The late Ronald Dworkin might have seen last week’s arguments as a repudiation of his life’s work. His project was all about law (very loosely speaking) as a high-toned principle, imported with Herculean effort into open-ended rights guarantees. That pitch, hurled at the Court by the unlikely Olson-Boies team, ended up wide off the plate. Instead of grand rights claims, questions of constitutional structure took center stage: standing; federalism; justiciability.
That ought to be gratifying to those of us (including yours truly) who think that constitutional rights go with (rather than trump) the structure—no? Sort of. It’s certainly a relief that the demagogic “it’s just like interracial marriage” jazz fell flat. I wouldn’t hold my breath, though, for any serious judicial effort to understand, or even to begin to understand, “The Bill of Rights as a Constitution” (to borrow the title of Akhil Amar’s fine law review article). Rather, the structural considerations will be mobilized—and, so far as the litigants and amici are concerned, already have been mobilized—in the service of a vision that remains almost entirely rights-based.
I don’t mean to suggest that the standing and federalism questions are unserious or pretextual. For the most part, they are quite serious and on the merits quite difficult. I do suggest that virtually no one will believe that the arguments have any independent force, apart from their context and from the purposes for which they are being invoked or relied upon. The public won’t believe it, and the commentariat (and a large segment of the professoriat) has long gone legal-realist.
Everyone knows why the structure-and-jurisdiction stuff has come to dominate: it will help the Court—or at any rate some of its justices—to chart a path between Roe and Brown. On one hand, the justices don’t want to spark another round of culture warfare, akin to the result of Roe. On the other hand, they want to be on the right side of history, a la Brown. Structure is the way to temporize on the rights trump: stop short of the full-blown right (for now), but don’t put anything serious in its way. While at it, make some encouraging, progressive-sounding noises about a rising tide of tolerance, the genius of democracy, split atoms of sovereignty, etc. The constitutional vision remains Dworkinian at heart.
Can one say anything intelligent about that m.o.? Jack Balkin has called the right-side-of-history reasoning “Arguments from the Future” –a “new modality of constitutional argument,” he says. “Future” is certainly right, but everything else looks doubtful.
- New? As Jack himself acknowledges, Alex Bickel tagged the argument from the future—“The Idea of Progress”—as the key to Brown and Roe. So the “modality” has a pedigree, and it has since been brought to bear on sex discrimination, global warming, etc.
- Constitutional? As in, “It is emphatically the duty and the province of the Court to say which way the spirit is moving?” The only thing that’s constitutional about the idea-of-progress argument is that it has no constitutional reference point or limit, however attenuated.
- Argument?

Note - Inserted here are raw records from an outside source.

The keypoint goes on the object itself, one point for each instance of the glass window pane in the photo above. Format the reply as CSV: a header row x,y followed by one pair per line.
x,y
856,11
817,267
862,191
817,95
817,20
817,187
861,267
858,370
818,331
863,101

A “wherever this is going let me be slightly ahead” mode of judicial reasoning may be a Posnerian calculus to maximize long-term reputational gains (which may be complicated by an exogenous event called “death”), or it may satisfy some psychological need. But why do those sorts of calculations count as arguments?
Speaking of the future and argument, though: one would feel better about the struggle for marriage equality and the Supreme Court’s soon-to-come judicious quasi-embrace if the limits were more apparent. “This is all about the label,” Chief Justice Roberts challenged Ted Olson, inasmuch as nobody is proposing to wipe out California’s marriage-equivalent civil unions. “The label is very important,” Mr. Olson replied—with understatement: it is in fact all that matters. This isn’t about equality in the tangible, live-and-let-live, let-me-earn-my-keep sense Americans associate with the term. To borrow Professor Hegel’s term, it’s a struggle for recognition: you will give me my dignity and call this marriage.

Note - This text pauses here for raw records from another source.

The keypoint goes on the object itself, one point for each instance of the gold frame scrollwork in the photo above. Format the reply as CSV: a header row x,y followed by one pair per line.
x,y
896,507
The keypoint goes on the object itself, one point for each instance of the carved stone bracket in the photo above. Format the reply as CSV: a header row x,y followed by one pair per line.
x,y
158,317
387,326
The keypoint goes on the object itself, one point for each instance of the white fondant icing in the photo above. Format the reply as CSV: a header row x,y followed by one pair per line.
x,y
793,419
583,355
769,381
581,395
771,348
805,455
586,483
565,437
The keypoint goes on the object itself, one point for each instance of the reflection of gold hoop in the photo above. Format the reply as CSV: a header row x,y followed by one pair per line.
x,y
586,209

That sort of demand is hard to contain. We’re all agreed, it seems, that religious arguments against public recognition are off limits (and no other arguments appear to be left). That being so, the demand to stamp out, de-legitimize, or ghetto-ize private disapproval can’t be far behind, and indeed it isn’t. (Ask the Boy Scouts.) Arresting that logic would require serious thought about the structure of a Constitution that befits a free society—and, along with thought, argument and (egad) conflict. We’re too busy and too nice for that. Most likely, we’ll work through future tensions with the only constitutional argument that seems to resonate: whatever.